Methods Mol Biol. 2019;1935:45-77. doi: 10.1007/978-1-4939-9057-3_4.
Unprecedented technological advances in single-cell RNA-sequencing (scRNA-seq) technology have now made it possible to profile genome-wide expression in single cells at low cost and high throughput. There is substantial ongoing effort to use scRNA-seq measurements to identify the "cell types" that form components of a complex tissue, akin to taxonomizing species in ecology. Cell type classification from scRNA-seq data involves the application of computational tools rooted in dimensionality reduction and clustering, and statistical analysis to identify molecular signatures that are unique to each type. As datasets continue to grow in size and complexity, computational challenges abound, requiring analytical methods to be scalable, flexible, and robust. Moreover, careful consideration needs to be paid to experimental biases and statistical challenges that are unique to these measurements to avoid artifacts. This chapter introduces these topics in the context of cell-type identification, and outlines an instructive step-by-step example bioinformatic pipeline for researchers entering this field.
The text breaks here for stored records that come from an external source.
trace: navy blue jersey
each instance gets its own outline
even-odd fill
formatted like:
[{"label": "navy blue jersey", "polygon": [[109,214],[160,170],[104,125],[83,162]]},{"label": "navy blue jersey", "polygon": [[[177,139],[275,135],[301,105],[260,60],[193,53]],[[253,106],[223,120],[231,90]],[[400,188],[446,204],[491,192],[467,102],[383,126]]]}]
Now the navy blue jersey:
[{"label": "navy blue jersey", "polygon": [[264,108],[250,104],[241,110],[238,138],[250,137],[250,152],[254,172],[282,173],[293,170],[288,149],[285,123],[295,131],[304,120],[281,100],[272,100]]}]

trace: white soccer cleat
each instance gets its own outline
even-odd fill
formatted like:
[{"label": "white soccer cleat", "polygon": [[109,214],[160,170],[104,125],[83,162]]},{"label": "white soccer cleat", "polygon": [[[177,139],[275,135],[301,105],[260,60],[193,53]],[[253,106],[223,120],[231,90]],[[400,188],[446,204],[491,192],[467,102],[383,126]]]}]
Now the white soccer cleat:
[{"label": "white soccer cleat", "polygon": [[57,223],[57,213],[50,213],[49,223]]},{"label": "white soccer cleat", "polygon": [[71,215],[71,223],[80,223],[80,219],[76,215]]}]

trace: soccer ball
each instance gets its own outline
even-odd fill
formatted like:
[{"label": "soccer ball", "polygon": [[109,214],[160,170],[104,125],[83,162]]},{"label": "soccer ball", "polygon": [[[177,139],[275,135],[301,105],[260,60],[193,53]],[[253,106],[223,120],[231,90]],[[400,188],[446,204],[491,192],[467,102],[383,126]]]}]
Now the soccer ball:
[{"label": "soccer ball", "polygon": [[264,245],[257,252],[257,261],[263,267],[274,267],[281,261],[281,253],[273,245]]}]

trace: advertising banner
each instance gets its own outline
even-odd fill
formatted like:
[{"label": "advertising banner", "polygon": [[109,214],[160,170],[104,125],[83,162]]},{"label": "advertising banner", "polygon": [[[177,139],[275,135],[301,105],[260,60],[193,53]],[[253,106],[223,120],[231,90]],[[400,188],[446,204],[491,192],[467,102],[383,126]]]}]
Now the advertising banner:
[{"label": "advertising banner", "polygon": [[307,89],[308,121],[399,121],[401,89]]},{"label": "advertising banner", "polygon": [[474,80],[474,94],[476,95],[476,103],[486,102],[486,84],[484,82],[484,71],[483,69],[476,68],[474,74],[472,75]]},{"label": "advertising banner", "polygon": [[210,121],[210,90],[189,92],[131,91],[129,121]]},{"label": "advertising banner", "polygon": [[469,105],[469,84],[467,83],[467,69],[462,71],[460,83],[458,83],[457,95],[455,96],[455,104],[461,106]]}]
单细胞RNA测序(scRNA-seq)技术取得了前所未有的技术进步,现在已经能够以低成本、高通量的方式对单细胞中的全基因组表达进行分析。目前正在进行大量工作,利用scRNA-seq测量来识别构成复杂组织成分的“细胞类型”,这类似于生态学中对物种进行分类。从scRNA-seq数据进行细胞类型分类涉及应用基于降维和聚类的计算工具,以及进行统计分析以识别每种类型独特的分子特征。随着数据集的规模和复杂性不断增加,计算挑战层出不穷,这就要求分析方法具有可扩展性、灵活性和稳健性。此外,需要仔细考虑这些测量所特有的实验偏差和统计挑战,以避免出现伪影。本章将在细胞类型识别的背景下介绍这些主题,并为进入该领域的研究人员概述一个具有指导意义的逐步示例生物信息学流程。